Inman's wounds are severe—and they are both physical and emotional. Inman himself knows how damaged he is. The narrator reveals his ruminations, saying, "all in all, his wounds gave him just reason to doubt that he would ever heal up and feel whole and of a piece again." The detailed description of the severe neck wound, coupled with the details Inman gives to the blind man about the gory battle of Fredericksburg, show what a miracle it is he survived at all. How is Inman able to think about walking so far? This very decision points to just how horrible the war is; he would rather struggle on his own against all odds than return to battle.

Inman is also drawing strength through his memories of home. He recalls the day when, as a child, he left school forever; the two glorious weeks he spent camping in the high mountains and learning from Swimmer; the beauty of the place he calls home; and the romantic beginnings of his relationship with Ada.
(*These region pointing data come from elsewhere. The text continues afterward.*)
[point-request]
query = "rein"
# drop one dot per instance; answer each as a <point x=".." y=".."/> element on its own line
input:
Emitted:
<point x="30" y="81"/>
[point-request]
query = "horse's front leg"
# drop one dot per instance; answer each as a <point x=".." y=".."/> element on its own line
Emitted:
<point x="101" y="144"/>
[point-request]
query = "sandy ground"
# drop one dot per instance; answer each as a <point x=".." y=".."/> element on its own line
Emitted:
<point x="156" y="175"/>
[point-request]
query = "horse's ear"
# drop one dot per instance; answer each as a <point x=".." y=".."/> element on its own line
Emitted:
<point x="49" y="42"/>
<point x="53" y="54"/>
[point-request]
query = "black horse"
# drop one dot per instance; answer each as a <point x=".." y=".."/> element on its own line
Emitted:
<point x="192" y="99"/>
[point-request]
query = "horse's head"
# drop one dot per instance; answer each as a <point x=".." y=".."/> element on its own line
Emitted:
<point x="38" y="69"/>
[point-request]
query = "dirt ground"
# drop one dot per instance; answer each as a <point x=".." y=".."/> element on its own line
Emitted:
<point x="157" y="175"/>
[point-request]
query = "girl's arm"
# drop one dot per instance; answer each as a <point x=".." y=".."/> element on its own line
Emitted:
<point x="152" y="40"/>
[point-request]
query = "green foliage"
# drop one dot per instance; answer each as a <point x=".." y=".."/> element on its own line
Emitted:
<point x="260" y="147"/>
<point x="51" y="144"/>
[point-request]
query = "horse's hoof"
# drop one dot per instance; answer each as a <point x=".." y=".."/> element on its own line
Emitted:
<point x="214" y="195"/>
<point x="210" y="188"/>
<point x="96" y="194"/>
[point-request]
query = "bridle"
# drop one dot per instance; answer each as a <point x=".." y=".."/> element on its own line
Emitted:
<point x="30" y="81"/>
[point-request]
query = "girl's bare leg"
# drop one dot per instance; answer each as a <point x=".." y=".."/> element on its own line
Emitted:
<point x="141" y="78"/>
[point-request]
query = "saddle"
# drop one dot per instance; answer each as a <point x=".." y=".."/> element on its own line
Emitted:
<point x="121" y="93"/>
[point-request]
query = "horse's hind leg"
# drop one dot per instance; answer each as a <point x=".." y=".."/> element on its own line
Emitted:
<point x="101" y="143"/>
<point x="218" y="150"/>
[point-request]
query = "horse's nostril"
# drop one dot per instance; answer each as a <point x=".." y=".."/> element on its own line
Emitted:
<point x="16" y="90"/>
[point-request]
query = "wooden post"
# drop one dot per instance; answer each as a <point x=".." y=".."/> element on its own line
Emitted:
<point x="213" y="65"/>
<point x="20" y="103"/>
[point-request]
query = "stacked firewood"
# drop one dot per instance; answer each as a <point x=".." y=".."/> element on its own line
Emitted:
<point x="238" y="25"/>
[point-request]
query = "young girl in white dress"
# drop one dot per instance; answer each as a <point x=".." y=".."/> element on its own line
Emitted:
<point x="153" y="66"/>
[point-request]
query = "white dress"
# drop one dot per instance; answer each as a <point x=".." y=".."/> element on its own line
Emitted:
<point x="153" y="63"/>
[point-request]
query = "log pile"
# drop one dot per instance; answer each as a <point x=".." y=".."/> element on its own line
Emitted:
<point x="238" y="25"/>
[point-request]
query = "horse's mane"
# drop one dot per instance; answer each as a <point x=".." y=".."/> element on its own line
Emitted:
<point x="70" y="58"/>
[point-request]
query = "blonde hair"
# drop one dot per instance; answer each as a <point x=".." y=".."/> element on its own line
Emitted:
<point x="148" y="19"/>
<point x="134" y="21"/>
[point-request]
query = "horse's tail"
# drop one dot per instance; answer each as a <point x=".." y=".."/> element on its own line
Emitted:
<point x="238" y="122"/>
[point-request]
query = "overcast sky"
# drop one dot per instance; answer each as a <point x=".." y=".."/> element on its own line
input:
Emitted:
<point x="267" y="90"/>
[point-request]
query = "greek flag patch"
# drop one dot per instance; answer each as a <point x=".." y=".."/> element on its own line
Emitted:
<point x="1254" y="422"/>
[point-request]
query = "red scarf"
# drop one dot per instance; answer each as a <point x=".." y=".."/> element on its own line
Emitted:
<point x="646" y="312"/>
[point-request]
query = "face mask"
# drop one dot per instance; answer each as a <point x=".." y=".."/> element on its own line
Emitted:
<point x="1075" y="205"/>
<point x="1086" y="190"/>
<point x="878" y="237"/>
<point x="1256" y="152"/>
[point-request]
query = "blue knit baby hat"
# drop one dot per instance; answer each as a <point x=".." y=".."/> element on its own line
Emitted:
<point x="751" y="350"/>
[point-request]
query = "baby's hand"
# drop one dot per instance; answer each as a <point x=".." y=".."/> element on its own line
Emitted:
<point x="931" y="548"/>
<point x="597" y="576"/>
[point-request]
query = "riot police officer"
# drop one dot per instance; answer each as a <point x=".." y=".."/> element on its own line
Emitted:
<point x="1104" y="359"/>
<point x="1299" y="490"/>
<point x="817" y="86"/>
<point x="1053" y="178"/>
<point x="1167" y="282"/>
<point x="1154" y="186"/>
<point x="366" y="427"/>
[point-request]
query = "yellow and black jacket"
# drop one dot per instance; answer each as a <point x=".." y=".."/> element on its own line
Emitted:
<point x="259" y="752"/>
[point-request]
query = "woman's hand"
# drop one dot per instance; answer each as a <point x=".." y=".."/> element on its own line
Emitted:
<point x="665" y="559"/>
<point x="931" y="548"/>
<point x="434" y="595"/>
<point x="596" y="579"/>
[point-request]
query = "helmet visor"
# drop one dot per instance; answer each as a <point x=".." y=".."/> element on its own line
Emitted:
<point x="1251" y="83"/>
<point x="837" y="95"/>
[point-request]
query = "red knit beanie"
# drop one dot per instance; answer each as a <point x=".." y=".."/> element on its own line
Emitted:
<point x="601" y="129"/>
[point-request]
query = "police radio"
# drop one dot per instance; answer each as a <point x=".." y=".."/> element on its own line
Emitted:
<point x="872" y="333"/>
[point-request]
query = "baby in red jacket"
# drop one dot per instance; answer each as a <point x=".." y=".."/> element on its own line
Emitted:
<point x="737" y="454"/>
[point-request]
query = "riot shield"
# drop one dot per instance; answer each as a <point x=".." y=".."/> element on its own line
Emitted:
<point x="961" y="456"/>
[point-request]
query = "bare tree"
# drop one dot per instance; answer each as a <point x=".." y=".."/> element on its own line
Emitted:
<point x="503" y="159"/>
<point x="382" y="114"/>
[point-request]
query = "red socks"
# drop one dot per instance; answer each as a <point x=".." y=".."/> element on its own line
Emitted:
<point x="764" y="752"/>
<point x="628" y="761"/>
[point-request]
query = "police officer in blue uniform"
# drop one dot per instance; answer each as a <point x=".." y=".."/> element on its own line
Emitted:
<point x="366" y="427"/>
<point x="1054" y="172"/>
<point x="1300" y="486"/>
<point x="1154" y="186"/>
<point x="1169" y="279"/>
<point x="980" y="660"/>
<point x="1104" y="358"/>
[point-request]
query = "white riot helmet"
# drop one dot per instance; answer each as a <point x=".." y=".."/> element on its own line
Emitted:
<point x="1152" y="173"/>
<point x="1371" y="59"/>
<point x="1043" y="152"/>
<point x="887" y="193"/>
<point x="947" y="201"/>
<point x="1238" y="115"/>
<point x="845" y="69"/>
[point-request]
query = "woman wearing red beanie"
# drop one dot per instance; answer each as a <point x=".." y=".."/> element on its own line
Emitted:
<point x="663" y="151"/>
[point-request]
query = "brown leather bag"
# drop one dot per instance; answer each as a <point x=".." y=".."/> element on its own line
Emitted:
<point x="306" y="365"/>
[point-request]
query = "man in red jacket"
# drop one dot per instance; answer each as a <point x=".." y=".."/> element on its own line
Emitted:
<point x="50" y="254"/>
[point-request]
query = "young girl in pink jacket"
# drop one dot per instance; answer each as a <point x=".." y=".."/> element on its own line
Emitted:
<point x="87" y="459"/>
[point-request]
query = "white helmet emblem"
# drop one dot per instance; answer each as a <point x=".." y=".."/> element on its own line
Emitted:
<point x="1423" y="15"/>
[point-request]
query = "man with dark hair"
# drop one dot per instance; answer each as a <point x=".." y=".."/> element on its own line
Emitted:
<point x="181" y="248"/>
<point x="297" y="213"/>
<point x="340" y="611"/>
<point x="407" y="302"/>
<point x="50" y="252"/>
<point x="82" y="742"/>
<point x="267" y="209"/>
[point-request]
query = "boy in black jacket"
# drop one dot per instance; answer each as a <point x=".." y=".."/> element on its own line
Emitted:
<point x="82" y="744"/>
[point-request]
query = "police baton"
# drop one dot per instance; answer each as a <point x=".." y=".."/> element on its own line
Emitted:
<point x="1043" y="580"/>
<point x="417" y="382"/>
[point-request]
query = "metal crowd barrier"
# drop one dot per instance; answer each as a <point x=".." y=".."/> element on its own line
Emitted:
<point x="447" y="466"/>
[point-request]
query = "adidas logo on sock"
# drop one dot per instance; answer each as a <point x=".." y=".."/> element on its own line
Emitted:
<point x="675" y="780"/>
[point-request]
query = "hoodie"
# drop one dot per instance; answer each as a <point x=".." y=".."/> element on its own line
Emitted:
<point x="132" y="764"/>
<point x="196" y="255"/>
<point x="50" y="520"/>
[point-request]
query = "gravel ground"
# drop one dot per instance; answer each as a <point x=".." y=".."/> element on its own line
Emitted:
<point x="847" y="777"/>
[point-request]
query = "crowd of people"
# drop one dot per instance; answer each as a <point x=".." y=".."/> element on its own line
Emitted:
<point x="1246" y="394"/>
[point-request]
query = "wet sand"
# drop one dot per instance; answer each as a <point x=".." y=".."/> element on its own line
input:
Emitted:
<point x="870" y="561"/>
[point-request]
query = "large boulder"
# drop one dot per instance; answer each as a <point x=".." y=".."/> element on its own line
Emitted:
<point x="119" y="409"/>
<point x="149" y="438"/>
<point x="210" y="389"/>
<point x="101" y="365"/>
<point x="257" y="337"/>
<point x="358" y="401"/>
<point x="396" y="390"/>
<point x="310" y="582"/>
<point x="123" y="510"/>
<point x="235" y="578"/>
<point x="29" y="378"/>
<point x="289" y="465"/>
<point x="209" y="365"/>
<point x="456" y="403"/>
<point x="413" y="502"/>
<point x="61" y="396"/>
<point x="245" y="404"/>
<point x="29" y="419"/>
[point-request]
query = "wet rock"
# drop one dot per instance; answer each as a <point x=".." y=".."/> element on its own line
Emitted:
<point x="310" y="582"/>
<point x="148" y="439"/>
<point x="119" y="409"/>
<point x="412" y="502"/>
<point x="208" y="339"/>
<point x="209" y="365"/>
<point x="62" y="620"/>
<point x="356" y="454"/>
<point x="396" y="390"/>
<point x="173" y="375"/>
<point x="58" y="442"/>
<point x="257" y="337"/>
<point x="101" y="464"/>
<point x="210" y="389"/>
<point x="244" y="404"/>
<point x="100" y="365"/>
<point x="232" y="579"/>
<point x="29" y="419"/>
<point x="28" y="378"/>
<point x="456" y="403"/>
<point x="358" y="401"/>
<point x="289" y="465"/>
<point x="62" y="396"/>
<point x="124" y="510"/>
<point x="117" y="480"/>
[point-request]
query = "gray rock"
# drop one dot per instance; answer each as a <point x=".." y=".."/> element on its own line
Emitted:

He pieces the memories together to conclude that Cold Mountain is the one "place where all his scattered forces might gather" and where he might find "his lost self."

Inman's dependence on nature throughout his journey is foreshadowed by the things he notices on the day he leaves the hospital. He see vultures effortlessly rise up into the sky. He views himself as a lone heron, "estranged from all around him." He remembers Swimmer's belief that animals are the messengers who can bring a dead spirit back to life. Then as Inman watches the sunset, he sees "a beam of light the color of hot hickory coals [shooting] straight upward," a sign he interprets as indicating "strife, danger, grief." Later in the night just before he leaves, Jupiter shines brightly in the sky to the west, brighter than the new moon. This is where he will go, perhaps not full of hope but at least able to try to return to a better place.